In [None]:
# This Python 3 environment comes with many helpful analytics libraries installed
# It is defined by the kaggle/python Docker image: https://github.com/kaggle/docker-python
# For example, here's several helpful packages to load

#import numpy as np # linear algebra
#import pandas as pd # data processing, CSV file I/O (e.g. pd.read_csv)

# Input data files are available in the read-only "../input/" directory
# For example, running this (by clicking run or pressing Shift+Enter) will list all files under the input directory

import os
for dirname, _, filenames in os.walk('/kaggle/input'):
    for filename in filenames:
        print(os.path.join(dirname, filename))

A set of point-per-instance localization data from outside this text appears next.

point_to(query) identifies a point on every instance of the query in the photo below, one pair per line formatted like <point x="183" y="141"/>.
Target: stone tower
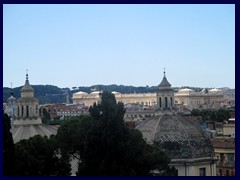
<point x="27" y="106"/>
<point x="11" y="109"/>
<point x="165" y="94"/>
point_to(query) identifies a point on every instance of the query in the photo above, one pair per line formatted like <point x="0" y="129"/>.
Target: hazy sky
<point x="83" y="45"/>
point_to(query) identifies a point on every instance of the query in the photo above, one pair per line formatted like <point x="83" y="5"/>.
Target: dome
<point x="95" y="92"/>
<point x="181" y="138"/>
<point x="164" y="85"/>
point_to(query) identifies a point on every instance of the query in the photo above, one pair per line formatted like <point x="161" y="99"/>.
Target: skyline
<point x="84" y="45"/>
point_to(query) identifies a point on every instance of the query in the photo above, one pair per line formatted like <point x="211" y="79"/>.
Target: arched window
<point x="166" y="102"/>
<point x="22" y="110"/>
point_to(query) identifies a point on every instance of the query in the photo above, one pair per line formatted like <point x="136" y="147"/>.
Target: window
<point x="227" y="172"/>
<point x="230" y="156"/>
<point x="202" y="171"/>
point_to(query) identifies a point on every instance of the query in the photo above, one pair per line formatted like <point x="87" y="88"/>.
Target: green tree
<point x="38" y="156"/>
<point x="45" y="116"/>
<point x="8" y="147"/>
<point x="106" y="146"/>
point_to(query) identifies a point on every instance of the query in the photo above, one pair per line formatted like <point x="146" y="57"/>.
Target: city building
<point x="188" y="146"/>
<point x="162" y="98"/>
<point x="205" y="99"/>
<point x="28" y="122"/>
<point x="224" y="148"/>
<point x="11" y="107"/>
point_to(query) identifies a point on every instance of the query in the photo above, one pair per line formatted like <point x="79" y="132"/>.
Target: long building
<point x="186" y="97"/>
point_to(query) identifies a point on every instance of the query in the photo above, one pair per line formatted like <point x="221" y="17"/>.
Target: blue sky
<point x="83" y="45"/>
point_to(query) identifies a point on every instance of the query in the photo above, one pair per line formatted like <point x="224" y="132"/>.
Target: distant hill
<point x="53" y="94"/>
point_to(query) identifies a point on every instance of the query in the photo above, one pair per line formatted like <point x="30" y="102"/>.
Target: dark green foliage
<point x="8" y="147"/>
<point x="72" y="134"/>
<point x="106" y="146"/>
<point x="45" y="116"/>
<point x="37" y="157"/>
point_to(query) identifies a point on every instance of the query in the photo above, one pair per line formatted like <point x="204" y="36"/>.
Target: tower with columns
<point x="27" y="106"/>
<point x="165" y="94"/>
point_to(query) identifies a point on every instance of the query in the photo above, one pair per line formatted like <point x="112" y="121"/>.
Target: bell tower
<point x="165" y="94"/>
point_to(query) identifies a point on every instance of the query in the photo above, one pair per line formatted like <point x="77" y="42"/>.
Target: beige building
<point x="193" y="99"/>
<point x="27" y="106"/>
<point x="28" y="122"/>
<point x="186" y="144"/>
<point x="148" y="99"/>
<point x="165" y="97"/>
<point x="224" y="148"/>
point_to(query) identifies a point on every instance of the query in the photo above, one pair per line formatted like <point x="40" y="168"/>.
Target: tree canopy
<point x="106" y="146"/>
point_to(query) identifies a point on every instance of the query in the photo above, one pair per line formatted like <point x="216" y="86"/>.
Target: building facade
<point x="27" y="106"/>
<point x="224" y="148"/>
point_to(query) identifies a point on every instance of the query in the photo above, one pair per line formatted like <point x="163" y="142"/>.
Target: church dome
<point x="181" y="138"/>
<point x="215" y="90"/>
<point x="164" y="83"/>
<point x="186" y="90"/>
<point x="27" y="87"/>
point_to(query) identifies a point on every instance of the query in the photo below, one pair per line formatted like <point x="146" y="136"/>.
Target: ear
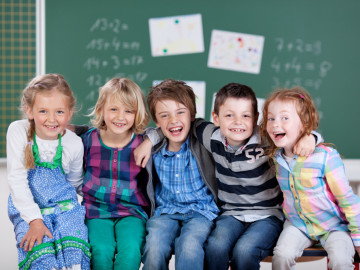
<point x="29" y="113"/>
<point x="256" y="118"/>
<point x="215" y="118"/>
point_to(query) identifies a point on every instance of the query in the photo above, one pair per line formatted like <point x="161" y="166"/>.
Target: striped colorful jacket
<point x="114" y="186"/>
<point x="317" y="195"/>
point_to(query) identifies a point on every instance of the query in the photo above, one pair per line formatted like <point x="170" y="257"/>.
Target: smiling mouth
<point x="237" y="130"/>
<point x="119" y="125"/>
<point x="51" y="127"/>
<point x="279" y="136"/>
<point x="176" y="130"/>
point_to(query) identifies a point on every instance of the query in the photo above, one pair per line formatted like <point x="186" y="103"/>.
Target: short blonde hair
<point x="127" y="92"/>
<point x="175" y="90"/>
<point x="46" y="83"/>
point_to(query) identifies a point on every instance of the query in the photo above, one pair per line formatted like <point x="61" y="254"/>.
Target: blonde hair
<point x="305" y="108"/>
<point x="175" y="90"/>
<point x="42" y="84"/>
<point x="127" y="92"/>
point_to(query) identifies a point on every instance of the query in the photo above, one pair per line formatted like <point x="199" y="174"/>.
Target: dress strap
<point x="57" y="161"/>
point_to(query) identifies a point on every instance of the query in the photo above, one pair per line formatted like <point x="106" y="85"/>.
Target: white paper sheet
<point x="176" y="35"/>
<point x="236" y="51"/>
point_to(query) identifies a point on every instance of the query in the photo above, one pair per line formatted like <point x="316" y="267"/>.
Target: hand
<point x="305" y="146"/>
<point x="36" y="233"/>
<point x="142" y="153"/>
<point x="357" y="250"/>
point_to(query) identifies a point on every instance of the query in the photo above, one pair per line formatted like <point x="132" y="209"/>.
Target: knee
<point x="154" y="252"/>
<point x="284" y="254"/>
<point x="102" y="250"/>
<point x="213" y="247"/>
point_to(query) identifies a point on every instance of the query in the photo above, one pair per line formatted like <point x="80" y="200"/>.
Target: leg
<point x="221" y="241"/>
<point x="72" y="238"/>
<point x="289" y="247"/>
<point x="255" y="243"/>
<point x="189" y="246"/>
<point x="161" y="233"/>
<point x="42" y="256"/>
<point x="130" y="239"/>
<point x="340" y="249"/>
<point x="102" y="241"/>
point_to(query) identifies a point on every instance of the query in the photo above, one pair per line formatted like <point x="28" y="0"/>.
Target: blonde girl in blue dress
<point x="44" y="162"/>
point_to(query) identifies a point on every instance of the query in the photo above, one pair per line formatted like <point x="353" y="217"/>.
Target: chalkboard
<point x="314" y="44"/>
<point x="17" y="59"/>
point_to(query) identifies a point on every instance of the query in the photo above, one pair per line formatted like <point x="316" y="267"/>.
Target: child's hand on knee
<point x="36" y="233"/>
<point x="358" y="250"/>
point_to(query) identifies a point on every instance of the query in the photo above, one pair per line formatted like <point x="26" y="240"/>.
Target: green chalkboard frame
<point x="311" y="43"/>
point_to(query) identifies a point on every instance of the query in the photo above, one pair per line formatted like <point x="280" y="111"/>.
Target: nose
<point x="237" y="120"/>
<point x="120" y="114"/>
<point x="51" y="117"/>
<point x="173" y="118"/>
<point x="274" y="123"/>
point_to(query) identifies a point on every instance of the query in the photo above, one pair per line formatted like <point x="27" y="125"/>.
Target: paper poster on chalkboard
<point x="236" y="51"/>
<point x="176" y="35"/>
<point x="199" y="88"/>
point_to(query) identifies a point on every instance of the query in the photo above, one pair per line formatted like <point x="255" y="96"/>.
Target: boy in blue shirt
<point x="249" y="196"/>
<point x="181" y="189"/>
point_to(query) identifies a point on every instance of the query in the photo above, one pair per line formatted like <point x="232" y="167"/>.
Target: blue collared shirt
<point x="182" y="188"/>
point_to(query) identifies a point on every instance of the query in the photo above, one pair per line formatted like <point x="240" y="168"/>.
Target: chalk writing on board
<point x="110" y="53"/>
<point x="101" y="44"/>
<point x="291" y="65"/>
<point x="104" y="24"/>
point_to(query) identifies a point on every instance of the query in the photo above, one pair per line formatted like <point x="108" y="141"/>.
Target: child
<point x="319" y="204"/>
<point x="249" y="195"/>
<point x="182" y="184"/>
<point x="114" y="187"/>
<point x="44" y="162"/>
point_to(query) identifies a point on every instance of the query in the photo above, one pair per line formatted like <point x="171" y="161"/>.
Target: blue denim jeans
<point x="183" y="233"/>
<point x="243" y="244"/>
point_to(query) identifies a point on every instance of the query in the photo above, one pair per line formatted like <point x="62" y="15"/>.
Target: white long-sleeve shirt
<point x="16" y="141"/>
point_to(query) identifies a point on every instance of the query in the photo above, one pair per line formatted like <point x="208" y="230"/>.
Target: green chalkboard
<point x="314" y="44"/>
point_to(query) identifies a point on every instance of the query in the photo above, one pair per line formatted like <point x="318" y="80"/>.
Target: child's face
<point x="51" y="114"/>
<point x="174" y="119"/>
<point x="236" y="120"/>
<point x="119" y="119"/>
<point x="284" y="125"/>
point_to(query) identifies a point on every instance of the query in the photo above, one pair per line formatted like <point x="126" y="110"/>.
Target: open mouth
<point x="51" y="127"/>
<point x="176" y="130"/>
<point x="118" y="124"/>
<point x="279" y="136"/>
<point x="237" y="130"/>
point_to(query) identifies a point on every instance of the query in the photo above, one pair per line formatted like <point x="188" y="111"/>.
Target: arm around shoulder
<point x="16" y="141"/>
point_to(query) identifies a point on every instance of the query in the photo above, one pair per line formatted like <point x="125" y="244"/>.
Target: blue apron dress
<point x="62" y="215"/>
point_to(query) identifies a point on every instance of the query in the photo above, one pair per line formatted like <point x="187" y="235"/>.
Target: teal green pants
<point x="116" y="243"/>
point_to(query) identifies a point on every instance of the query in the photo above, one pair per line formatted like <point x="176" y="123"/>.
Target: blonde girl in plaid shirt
<point x="319" y="204"/>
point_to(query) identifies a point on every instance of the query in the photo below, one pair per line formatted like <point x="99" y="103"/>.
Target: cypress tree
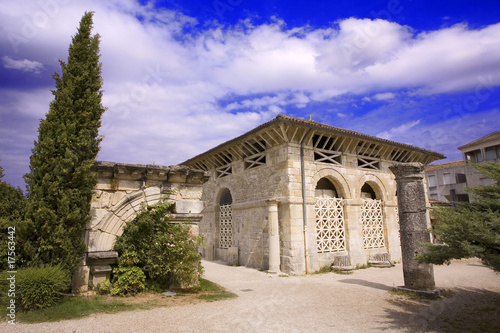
<point x="60" y="182"/>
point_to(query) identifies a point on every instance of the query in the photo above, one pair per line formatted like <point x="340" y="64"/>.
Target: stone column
<point x="413" y="224"/>
<point x="274" y="236"/>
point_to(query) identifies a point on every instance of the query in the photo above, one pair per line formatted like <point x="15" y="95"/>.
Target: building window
<point x="225" y="220"/>
<point x="447" y="179"/>
<point x="371" y="219"/>
<point x="431" y="180"/>
<point x="373" y="227"/>
<point x="490" y="153"/>
<point x="461" y="178"/>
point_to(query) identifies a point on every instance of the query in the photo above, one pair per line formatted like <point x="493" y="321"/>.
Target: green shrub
<point x="128" y="281"/>
<point x="35" y="288"/>
<point x="166" y="252"/>
<point x="104" y="287"/>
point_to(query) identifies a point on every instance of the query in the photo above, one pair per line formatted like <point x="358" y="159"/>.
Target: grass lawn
<point x="83" y="306"/>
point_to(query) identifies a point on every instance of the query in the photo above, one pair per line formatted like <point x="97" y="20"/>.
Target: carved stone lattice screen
<point x="226" y="227"/>
<point x="373" y="227"/>
<point x="330" y="231"/>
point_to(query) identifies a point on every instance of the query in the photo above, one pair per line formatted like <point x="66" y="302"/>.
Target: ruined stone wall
<point x="121" y="191"/>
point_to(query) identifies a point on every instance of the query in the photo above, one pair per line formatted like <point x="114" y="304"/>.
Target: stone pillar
<point x="274" y="236"/>
<point x="413" y="224"/>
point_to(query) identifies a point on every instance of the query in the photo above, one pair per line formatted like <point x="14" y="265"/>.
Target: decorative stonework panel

# You can write up to 20GB to the current directory (/kaggle/working/) that gets preserved as output when you create a version using "Save & Run All" 
# You can also write temporary files to /kaggle/temp/, but they won't be saved outside of the current session

In [None]:
import pandas as pd
import numpy as np

In [None]:
df = pd.read_csv('/kaggle/input/netflix-shows/netflix_titles.csv')

In [None]:
print("Dataset has " +  str(df.shape[0]) + " rows \nAnd " + str(df.shape[1]) + " columns")

In [None]:
df.head()

# Checking for Missing Values

In [None]:
missing_cols_df = df.isnull().sum()[df.isnull().sum() > 0].rename("Count of Missing Rows")
percent_missing_df = (round((missing_cols_df / df.shape[0]) * 100,2)).rename("Percent of Dataset Missing")
missing_cols_df = pd.concat([missing_cols_df,percent_missing_df], axis=1)
missing_cols_df

## Filling Missing Values
I'm going to write a function to iterate through all of the columns with missing data and then fill that column with the mode.

In [None]:
def fill_missing_values(input_df):
    missing_val_columns = input_df.isnull().sum()[input_df.isnull().sum() > 0]
    missing_val_columns = list(missing_val_columns.index)
    for col in missing_val_columns:
        mode = input_df[col].mode().iloc[0]
        print(f"Filling all values in {col} column with: {mode}")
        input_df[col] = input_df[col].fillna(mode)
    return input_df

In [None]:
df = fill_missing_values(df)

In [None]:
import matplotlib.pyplot as plt
%matplotlib inline

# Finding Most Common Movie Ratings


In [None]:
# some of the categories have too few rows to neatly represent on a pie graph, here I'm going to combine all categories that are smaller than a specific threshold
threshold = 100
rating_counts = df.groupby('rating')['rating'].count()
other_count = rating_counts.loc[rating_counts<threshold].sum()
rating_counts = rating_counts.loc[rating_counts>=threshold]
rating_counts['Other'] = other_count

Below, we can see that the two most common ratings are TV-MA and TV-14

In [None]:
_ = rating_counts.plot.pie(explode=[0.1 for row in rating_counts.index])
_ = plt.title("Distribution of Movie Ratings")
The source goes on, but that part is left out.